= Abbas Hosseini Ghaemmaghami =

Iranian ayatollah

Seyed Abbas Hosseini Ghaemmaghami is an Islamic theologian, philosopher and social scientist from Iran. Since 2004, Ghammaghami has been in charge of Islamic Centre Hamburg as Imam and director. Ghammaghami is also the chairman of the Islamic Academy of Germany.

==Early life, education and career==
He is descendant of Mirza Seyed Abul Ghassem Ghammagham Farahani who was a reputed politician and scholar in Teheran. Descending through the father he is 34th generation grandchild of Ali Zayn al-Abidin. Ghammaghami got religious education at The Theological College in Teheran in addition to the official studying. He studied Islamic law, philosophy and mysticism at the universities of Teheran and Qom. He became a mujtahid in Islamic law. He lectured of Islamic law, mysticism, political thoughts, comparative scholastic theology and philosophy at The Theological College in Teheran as well as at several universities of Teheran. He was invited to lecture of mysticism and theology by the Department of Middle East Researches of Berkeley University.

In 1998, some of his works were published. With these studies in the field of Islamic law, for the first time, a concept of Ijtihad on the basis of primary Islamic principles (sharia) began to be discussed. In 1998, the collection of his works in the field of Islamic law ‘ Islamic Law Studies’ was selected as the best book of the year in the field of ‘Islamic Law’ and ‘Methodology’.

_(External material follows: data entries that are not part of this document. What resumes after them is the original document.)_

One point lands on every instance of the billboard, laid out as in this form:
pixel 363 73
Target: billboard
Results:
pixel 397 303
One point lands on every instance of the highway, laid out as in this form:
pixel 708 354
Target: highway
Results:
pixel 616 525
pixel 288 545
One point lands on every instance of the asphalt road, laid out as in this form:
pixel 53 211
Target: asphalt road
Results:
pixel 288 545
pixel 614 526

He made a statement to Frankfurter Allgemeine Zeitung in November 2010 with the title: ‘Does Qor’an let fornicators be stoned?’

He condemned violent protests that occurred in connection with a fatwa declared after 7 July 2005 London bombings, stating the incompatibility of Islam and terror.

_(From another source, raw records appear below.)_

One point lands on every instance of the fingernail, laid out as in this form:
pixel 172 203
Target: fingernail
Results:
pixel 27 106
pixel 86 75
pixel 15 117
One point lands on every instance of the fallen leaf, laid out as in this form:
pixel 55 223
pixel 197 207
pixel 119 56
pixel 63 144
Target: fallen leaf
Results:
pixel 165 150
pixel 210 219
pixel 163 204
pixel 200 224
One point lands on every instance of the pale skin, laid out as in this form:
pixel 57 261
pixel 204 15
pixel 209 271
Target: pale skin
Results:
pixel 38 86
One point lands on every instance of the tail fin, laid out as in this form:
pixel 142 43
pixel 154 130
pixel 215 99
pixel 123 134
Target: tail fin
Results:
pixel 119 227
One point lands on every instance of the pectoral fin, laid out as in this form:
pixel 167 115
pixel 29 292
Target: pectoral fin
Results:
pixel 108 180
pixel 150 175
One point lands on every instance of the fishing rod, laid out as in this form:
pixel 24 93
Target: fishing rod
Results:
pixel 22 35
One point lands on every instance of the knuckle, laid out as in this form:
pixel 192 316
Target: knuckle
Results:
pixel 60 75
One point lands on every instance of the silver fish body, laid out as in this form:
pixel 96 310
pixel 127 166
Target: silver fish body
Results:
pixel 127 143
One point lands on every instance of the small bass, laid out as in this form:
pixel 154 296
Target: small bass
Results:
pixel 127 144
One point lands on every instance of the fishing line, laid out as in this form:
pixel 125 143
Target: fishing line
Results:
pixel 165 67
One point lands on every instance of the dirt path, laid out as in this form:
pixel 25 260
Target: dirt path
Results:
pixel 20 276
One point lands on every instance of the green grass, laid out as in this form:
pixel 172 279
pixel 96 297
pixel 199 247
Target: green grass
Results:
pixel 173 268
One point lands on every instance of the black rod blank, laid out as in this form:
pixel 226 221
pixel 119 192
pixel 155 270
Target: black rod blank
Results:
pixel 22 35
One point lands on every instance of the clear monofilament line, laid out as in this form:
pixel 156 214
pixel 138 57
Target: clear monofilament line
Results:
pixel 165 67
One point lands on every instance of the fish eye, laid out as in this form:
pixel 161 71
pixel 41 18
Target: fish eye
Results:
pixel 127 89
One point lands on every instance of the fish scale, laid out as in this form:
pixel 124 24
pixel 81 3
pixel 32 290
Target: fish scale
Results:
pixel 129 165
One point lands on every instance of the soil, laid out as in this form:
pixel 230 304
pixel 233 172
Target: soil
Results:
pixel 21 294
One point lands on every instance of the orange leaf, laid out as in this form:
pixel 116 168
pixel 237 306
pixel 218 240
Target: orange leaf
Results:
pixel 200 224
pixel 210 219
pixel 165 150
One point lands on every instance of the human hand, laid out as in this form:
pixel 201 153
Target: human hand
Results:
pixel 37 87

He is also the chairman of IEUS (Islamic European Union of Shi'a Scholars and Theologians) that has members from 16 European countries. The main objective of the Union is to create more understanding with European societies and to establish a perception of Islam on the basis of reason and to refuse extremist actions under the name of Islam. On the EU interfaith assembly, he expressed his willingness to cooperate with Jewish scholars on certain issues.